Existe-t-il des solutions universelles possibles à implémenter à travers le monde ?
Non, car les décisions doivent tenir compte du contexte sociétal et géopolitique. Par exemple, au Canada, les acteurs locaux savent que les tourbières stockent du carbone. Mais elles recouvrent aussi des minerais, ce qui pose un dilemme entre conservation et exploitation.
En France, la tourbe a longtemps été exploitée pour le chauffage, laissant un héritage culturel important dans certaines régions. Une restauration efficace peut néanmoins se faire en préservant des traces de cet héritage. Mais de nombreux exemples documentés existent et démontrent l’efficacité de méthodes de restauration.
D’après Carbon Brief4, certains dénoncent l’utilisation de la nature en tant qu’outil ou rejettent le terme « solutions basées sur la nature » en raison de son imprécision, ouvrant la voie à des abus. Qu’en pensez-vous ?

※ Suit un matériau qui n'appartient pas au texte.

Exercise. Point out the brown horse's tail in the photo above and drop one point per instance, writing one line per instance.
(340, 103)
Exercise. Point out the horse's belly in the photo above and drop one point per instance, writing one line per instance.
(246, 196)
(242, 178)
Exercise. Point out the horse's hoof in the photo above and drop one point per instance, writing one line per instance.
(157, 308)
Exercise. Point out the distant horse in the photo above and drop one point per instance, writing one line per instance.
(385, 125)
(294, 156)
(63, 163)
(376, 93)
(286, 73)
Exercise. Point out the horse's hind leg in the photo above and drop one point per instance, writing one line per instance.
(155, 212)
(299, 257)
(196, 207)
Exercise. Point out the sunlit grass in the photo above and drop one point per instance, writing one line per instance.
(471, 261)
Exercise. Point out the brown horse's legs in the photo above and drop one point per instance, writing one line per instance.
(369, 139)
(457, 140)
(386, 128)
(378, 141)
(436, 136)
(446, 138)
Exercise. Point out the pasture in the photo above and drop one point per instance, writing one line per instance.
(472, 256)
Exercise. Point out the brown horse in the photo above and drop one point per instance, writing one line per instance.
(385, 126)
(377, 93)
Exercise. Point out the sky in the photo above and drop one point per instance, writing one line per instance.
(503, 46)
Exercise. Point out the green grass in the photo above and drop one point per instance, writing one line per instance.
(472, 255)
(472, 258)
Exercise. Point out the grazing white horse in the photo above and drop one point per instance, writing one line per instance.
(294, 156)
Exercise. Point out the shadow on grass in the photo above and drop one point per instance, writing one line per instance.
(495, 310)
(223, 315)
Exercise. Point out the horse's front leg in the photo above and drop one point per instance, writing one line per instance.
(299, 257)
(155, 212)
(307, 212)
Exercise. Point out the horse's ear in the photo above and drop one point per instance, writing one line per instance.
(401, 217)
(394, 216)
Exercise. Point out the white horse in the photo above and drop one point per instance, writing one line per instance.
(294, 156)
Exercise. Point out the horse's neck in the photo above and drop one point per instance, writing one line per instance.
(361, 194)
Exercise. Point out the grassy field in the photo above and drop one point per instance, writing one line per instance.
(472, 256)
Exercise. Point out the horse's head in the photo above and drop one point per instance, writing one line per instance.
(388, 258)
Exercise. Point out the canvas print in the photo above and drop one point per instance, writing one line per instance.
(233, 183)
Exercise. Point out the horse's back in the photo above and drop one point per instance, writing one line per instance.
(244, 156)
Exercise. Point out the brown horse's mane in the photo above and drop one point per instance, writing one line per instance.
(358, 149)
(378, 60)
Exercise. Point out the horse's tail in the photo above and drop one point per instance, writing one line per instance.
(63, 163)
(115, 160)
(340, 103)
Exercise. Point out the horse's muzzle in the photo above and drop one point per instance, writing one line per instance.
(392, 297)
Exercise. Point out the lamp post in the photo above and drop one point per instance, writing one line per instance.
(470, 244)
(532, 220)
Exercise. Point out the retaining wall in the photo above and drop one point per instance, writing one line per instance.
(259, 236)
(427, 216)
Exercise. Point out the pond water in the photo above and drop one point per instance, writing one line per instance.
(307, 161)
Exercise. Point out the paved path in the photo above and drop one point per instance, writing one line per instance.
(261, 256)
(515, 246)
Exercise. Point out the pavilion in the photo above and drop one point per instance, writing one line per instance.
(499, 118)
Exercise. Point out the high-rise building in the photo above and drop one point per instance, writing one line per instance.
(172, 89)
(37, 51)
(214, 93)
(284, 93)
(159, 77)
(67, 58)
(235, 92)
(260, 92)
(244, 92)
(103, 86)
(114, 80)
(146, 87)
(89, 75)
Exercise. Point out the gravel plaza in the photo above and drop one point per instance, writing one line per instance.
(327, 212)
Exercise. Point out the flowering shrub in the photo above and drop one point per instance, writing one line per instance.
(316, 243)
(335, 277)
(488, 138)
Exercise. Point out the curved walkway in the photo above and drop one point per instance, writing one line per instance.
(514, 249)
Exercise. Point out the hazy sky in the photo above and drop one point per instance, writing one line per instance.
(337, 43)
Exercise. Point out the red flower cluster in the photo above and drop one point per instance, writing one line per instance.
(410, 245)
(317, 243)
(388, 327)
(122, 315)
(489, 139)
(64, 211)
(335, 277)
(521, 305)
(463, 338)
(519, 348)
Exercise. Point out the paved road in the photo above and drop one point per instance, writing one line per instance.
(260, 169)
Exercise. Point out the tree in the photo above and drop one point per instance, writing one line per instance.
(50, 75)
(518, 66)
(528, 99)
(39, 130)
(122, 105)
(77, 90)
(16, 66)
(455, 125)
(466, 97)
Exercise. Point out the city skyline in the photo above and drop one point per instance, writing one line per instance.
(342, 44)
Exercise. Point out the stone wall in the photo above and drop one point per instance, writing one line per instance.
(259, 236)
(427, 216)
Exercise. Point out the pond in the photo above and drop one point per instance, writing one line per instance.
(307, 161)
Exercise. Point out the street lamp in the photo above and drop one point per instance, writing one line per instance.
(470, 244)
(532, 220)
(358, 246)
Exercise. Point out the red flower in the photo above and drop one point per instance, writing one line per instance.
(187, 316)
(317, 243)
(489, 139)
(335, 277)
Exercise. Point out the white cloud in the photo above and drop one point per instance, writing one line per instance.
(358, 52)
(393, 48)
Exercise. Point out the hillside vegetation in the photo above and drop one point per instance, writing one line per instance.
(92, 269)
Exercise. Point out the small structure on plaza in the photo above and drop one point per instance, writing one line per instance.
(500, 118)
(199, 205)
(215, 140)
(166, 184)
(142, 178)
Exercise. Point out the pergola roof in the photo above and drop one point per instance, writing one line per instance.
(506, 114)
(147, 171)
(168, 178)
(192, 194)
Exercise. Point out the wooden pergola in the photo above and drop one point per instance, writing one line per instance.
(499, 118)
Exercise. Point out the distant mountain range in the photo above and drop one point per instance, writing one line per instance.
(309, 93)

Il ne faut pas oublier que ce sont des processus naturels qui existent déjà, nous rendent service depuis des millénaires, et que cela demande uniquement de ne pas plus les dégrader. Il peut y avoir certaines dérives ou obstacles. Par exemple, certains envisagent d’ajouter des algues dans les sols pour maximiser l’absorption du CO2. Cela doit être soigneusement étudié pour éviter l’introduction d’espèces invasives par exemple. La restauration d’écosystèmes demande d’importantes compétences naturalistes : ce sont des approches coûteuses en temps, la solution n’est pas immédiate. À court terme, la priorité reste la réduction des émissions de CO2, les solutions fondées sur la nature sont en parallèle une stratégie long-terme pour lutter contre le changement climatique.